Have you ever come across the word ‘ennui’? It’s pronounced “on-wee”, which I’m sure will make some of you giggle. It’s a French word that has been around since the 1600s and has kind of come back into vogue as a word to describe a sense of being bored or listless. It’s the emotion or term applied to that feeling you get when you have nothing ‘better’ to do, so we grab our phones and begin the ‘death scroll’ through social media posts and those videos that capture our attention. Disney’s new Inside Out 2 movie, which is coming out later in the year, also has a new emotion in the line up of emotions called, you guessed it – ‘Ennui’. Ennui is introduced, according to the trailer, flopped out on the couch on his phone.  

Essentially, there’s nothing wrong with ‘ennui’. We are all going to experience that from time to time but we have to be careful to not succumb to its gravity, and perhaps we can replace ennui with something else?  

At a conference I attended last week, the speaker, Sam Bloore from New Zealand, suggested that a replacement for ennui could be wonder and gratitude. Imagine if we could take a moment and shift our listlessness to thinking on the things that bring us both wonder, awe and gratitude? Imagine if we could do this as a community? Sam suggested that schools could be the places where we ‘resurrect’ wonder and gratitude and I like that idea!  

When was the last time you allowed something simple in creation to permeate your soul and awaken wonder and gratitude? Was it a beach, a tree, a shrub, a painting, a good meal, a child, an old person? Augustine wrote these words in relation to Psalm 26:

Let your mind roam through the whole creation; everywhere the created world will cry out to you: “God made me.” Whatever pleases you in a work of art brings to your mind the artist who wrought it; much more, when you survey the universe, does the consideration of it evoke praise for its Maker. You look on the heavens; they are God’s great work. You behold the earth; God made its numbers of seeds, its varieties of plants, its multitude of animals. Go round the heavens again and back to the earth, leave out nothing; on all sides everything cries out to you of its Author; nay the very forms of created things are as it were the voices with which they praise their Creator.  

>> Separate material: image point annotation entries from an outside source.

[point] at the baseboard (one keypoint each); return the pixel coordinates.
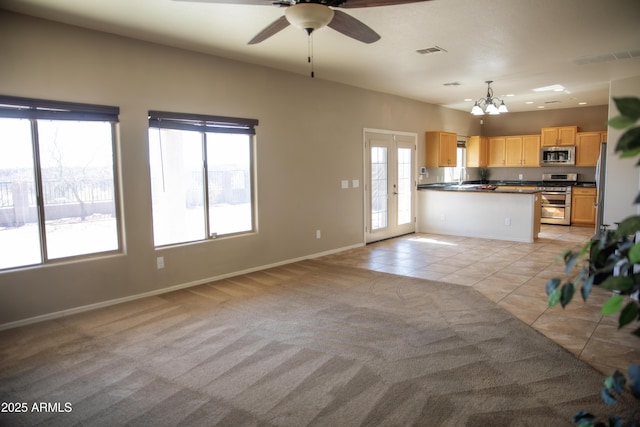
(89, 307)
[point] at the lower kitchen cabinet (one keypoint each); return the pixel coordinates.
(583, 206)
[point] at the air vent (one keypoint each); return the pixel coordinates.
(607, 57)
(434, 49)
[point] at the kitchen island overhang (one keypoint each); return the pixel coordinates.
(468, 211)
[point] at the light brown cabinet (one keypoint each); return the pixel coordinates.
(514, 151)
(497, 151)
(583, 206)
(522, 150)
(565, 135)
(440, 149)
(477, 151)
(588, 148)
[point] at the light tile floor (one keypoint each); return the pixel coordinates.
(513, 275)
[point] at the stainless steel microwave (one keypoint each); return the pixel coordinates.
(558, 156)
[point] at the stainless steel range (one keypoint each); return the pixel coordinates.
(556, 197)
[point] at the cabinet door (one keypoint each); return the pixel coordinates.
(477, 151)
(587, 148)
(440, 149)
(549, 137)
(497, 151)
(531, 150)
(567, 135)
(448, 147)
(513, 148)
(583, 211)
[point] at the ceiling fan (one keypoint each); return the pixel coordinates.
(315, 14)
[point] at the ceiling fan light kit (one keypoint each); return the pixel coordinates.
(493, 105)
(309, 16)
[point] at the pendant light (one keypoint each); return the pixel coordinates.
(492, 104)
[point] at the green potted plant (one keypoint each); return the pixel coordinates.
(611, 260)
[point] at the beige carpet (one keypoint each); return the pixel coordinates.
(307, 344)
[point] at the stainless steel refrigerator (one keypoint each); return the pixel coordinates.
(601, 167)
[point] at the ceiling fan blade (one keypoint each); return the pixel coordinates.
(352, 4)
(275, 27)
(350, 26)
(239, 2)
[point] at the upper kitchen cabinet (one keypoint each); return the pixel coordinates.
(565, 135)
(522, 150)
(477, 151)
(588, 148)
(497, 151)
(514, 151)
(440, 149)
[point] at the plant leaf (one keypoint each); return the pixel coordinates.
(585, 290)
(628, 106)
(608, 397)
(634, 254)
(570, 261)
(618, 381)
(554, 297)
(566, 293)
(617, 283)
(629, 314)
(628, 226)
(634, 379)
(612, 305)
(552, 285)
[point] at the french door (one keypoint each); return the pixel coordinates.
(390, 189)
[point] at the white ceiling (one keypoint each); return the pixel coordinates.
(519, 44)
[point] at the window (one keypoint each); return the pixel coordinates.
(201, 176)
(57, 181)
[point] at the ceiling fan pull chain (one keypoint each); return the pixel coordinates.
(310, 52)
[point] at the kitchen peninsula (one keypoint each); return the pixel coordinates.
(472, 210)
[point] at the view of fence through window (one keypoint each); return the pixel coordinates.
(72, 164)
(182, 212)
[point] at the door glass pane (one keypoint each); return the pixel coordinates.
(177, 191)
(404, 186)
(76, 161)
(229, 181)
(19, 232)
(379, 188)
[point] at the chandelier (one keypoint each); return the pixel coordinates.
(492, 104)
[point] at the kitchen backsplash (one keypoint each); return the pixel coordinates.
(510, 174)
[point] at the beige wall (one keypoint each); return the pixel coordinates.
(588, 119)
(310, 137)
(622, 180)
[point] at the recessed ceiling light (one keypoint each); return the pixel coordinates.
(555, 88)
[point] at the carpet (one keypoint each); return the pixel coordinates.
(305, 344)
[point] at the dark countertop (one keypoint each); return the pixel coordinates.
(475, 188)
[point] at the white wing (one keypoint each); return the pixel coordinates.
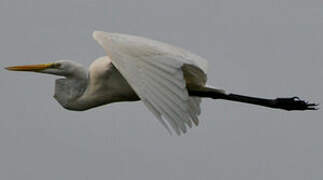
(153, 69)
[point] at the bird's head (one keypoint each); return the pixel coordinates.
(66, 89)
(65, 68)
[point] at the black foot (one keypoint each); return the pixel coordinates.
(294, 103)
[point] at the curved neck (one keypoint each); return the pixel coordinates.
(69, 89)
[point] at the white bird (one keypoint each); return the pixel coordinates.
(170, 81)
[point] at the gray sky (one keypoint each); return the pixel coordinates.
(254, 47)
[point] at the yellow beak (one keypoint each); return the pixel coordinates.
(35, 67)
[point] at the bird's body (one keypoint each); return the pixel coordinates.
(169, 80)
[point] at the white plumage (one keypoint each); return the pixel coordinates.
(154, 70)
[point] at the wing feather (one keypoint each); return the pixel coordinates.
(154, 70)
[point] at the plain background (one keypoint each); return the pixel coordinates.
(255, 47)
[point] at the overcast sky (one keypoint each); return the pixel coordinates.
(255, 47)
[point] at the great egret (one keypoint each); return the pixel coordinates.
(170, 81)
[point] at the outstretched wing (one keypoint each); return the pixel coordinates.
(154, 71)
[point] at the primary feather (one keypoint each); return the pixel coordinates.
(155, 71)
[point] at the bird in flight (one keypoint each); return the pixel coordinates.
(170, 81)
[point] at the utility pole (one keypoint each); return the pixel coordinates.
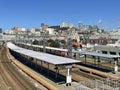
(44, 42)
(69, 47)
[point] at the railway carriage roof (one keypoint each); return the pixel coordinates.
(97, 54)
(55, 60)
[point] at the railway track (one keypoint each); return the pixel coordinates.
(13, 79)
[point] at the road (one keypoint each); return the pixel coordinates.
(11, 77)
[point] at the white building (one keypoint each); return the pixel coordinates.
(64, 24)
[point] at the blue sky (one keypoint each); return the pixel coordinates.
(31, 13)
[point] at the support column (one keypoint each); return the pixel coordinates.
(68, 77)
(41, 65)
(36, 64)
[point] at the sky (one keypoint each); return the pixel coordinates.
(31, 13)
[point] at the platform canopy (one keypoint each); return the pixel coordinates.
(52, 59)
(97, 54)
(52, 48)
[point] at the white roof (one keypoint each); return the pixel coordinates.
(56, 60)
(59, 49)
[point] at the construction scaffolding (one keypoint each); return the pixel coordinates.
(103, 84)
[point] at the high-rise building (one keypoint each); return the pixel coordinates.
(0, 30)
(80, 25)
(64, 24)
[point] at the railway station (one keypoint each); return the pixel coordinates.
(46, 58)
(96, 57)
(67, 64)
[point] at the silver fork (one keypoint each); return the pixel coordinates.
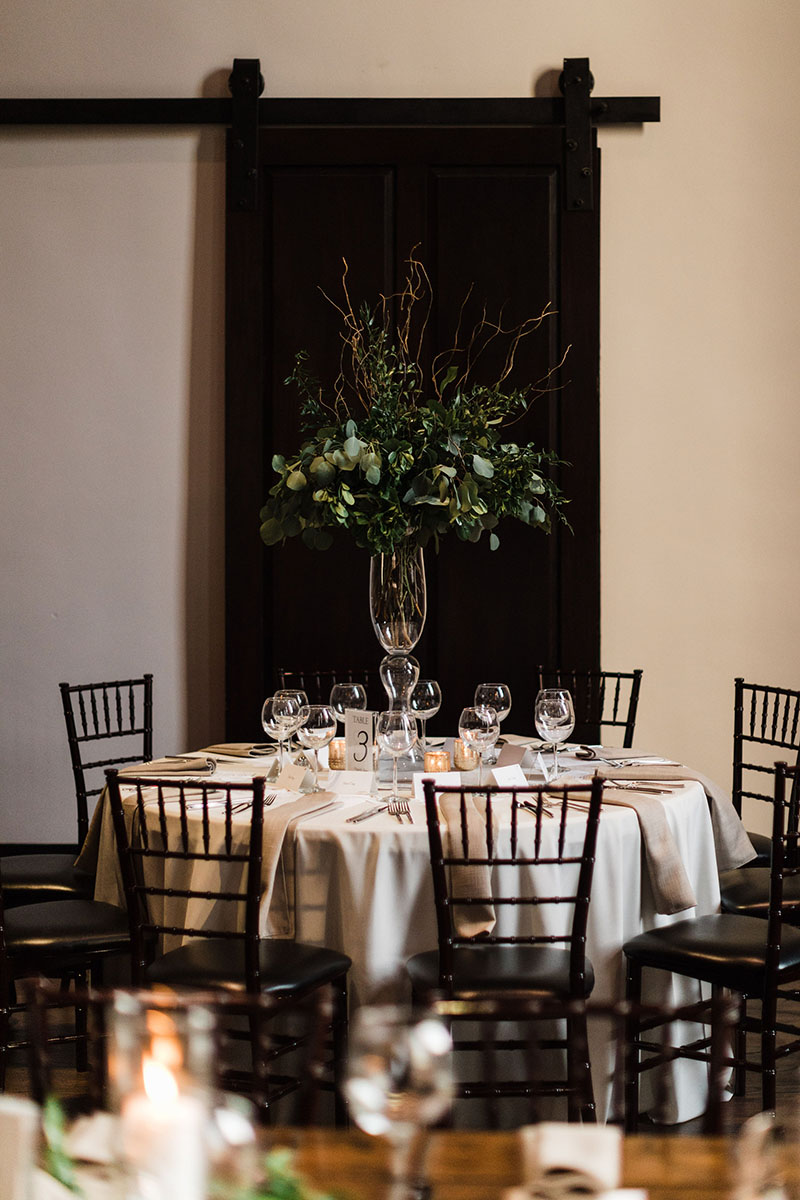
(400, 809)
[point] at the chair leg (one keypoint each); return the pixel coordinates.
(740, 1071)
(581, 1103)
(769, 1042)
(5, 1033)
(633, 996)
(82, 1026)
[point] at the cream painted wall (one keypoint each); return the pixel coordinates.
(110, 342)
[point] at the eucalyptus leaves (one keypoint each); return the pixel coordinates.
(392, 455)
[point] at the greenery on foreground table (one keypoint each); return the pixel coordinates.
(280, 1182)
(392, 454)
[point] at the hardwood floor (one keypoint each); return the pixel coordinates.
(71, 1086)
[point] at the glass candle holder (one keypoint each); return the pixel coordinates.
(437, 761)
(160, 1071)
(337, 754)
(464, 757)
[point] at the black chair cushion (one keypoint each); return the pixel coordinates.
(763, 847)
(286, 966)
(483, 969)
(65, 928)
(34, 879)
(720, 948)
(746, 892)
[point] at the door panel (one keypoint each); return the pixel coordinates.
(483, 209)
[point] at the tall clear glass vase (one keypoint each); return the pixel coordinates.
(398, 606)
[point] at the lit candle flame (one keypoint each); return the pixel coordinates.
(160, 1084)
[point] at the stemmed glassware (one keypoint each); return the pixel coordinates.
(479, 729)
(396, 732)
(497, 696)
(347, 695)
(300, 697)
(554, 717)
(280, 719)
(425, 701)
(400, 1081)
(317, 729)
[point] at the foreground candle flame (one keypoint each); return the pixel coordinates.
(160, 1084)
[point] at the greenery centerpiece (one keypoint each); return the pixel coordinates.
(396, 454)
(403, 450)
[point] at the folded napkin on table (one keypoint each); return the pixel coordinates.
(277, 915)
(672, 891)
(731, 841)
(176, 765)
(560, 1159)
(469, 880)
(242, 749)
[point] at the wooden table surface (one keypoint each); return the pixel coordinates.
(479, 1165)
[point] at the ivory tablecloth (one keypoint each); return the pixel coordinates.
(365, 889)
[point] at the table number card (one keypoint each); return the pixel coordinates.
(359, 738)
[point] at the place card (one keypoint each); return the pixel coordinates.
(510, 777)
(441, 779)
(292, 778)
(360, 738)
(352, 783)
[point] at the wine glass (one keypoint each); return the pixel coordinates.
(316, 730)
(479, 727)
(347, 695)
(278, 715)
(554, 717)
(497, 696)
(301, 699)
(426, 702)
(400, 1081)
(396, 731)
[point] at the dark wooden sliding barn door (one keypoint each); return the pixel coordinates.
(482, 207)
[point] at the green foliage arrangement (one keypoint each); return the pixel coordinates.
(392, 455)
(280, 1181)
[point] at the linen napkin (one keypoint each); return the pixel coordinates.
(560, 1158)
(277, 913)
(241, 749)
(468, 880)
(178, 765)
(672, 891)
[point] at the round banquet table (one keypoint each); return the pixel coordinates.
(365, 889)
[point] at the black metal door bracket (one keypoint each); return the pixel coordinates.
(246, 84)
(576, 83)
(577, 112)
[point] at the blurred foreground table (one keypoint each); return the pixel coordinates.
(479, 1165)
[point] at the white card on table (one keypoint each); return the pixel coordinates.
(359, 738)
(441, 779)
(510, 777)
(290, 778)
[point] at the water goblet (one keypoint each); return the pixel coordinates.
(316, 730)
(347, 695)
(301, 699)
(497, 696)
(400, 1081)
(396, 731)
(425, 701)
(278, 714)
(554, 717)
(479, 727)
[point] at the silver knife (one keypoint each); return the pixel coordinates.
(365, 816)
(314, 813)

Augustine understood wonder and gratitude and he found it in the everyday ordinariness of life. I’m trying to work on that in my own life and to be honest, I don’t have to try too hard. It’s in the giggle of a Preppie, it’s in the warmth of our staff devotions, it’s in the lemon scent of the trees in our office car park, it’s in the smiles of our ladies at the front desk, it’s in the fun of a game of four square, it’s in the praise at our Whole School Assembly, it’s in the common room at Ranges TEC. Let’s work together to awaken and resurrect wonder and gratitude in our own lives and who knows, we might just inspire someone else.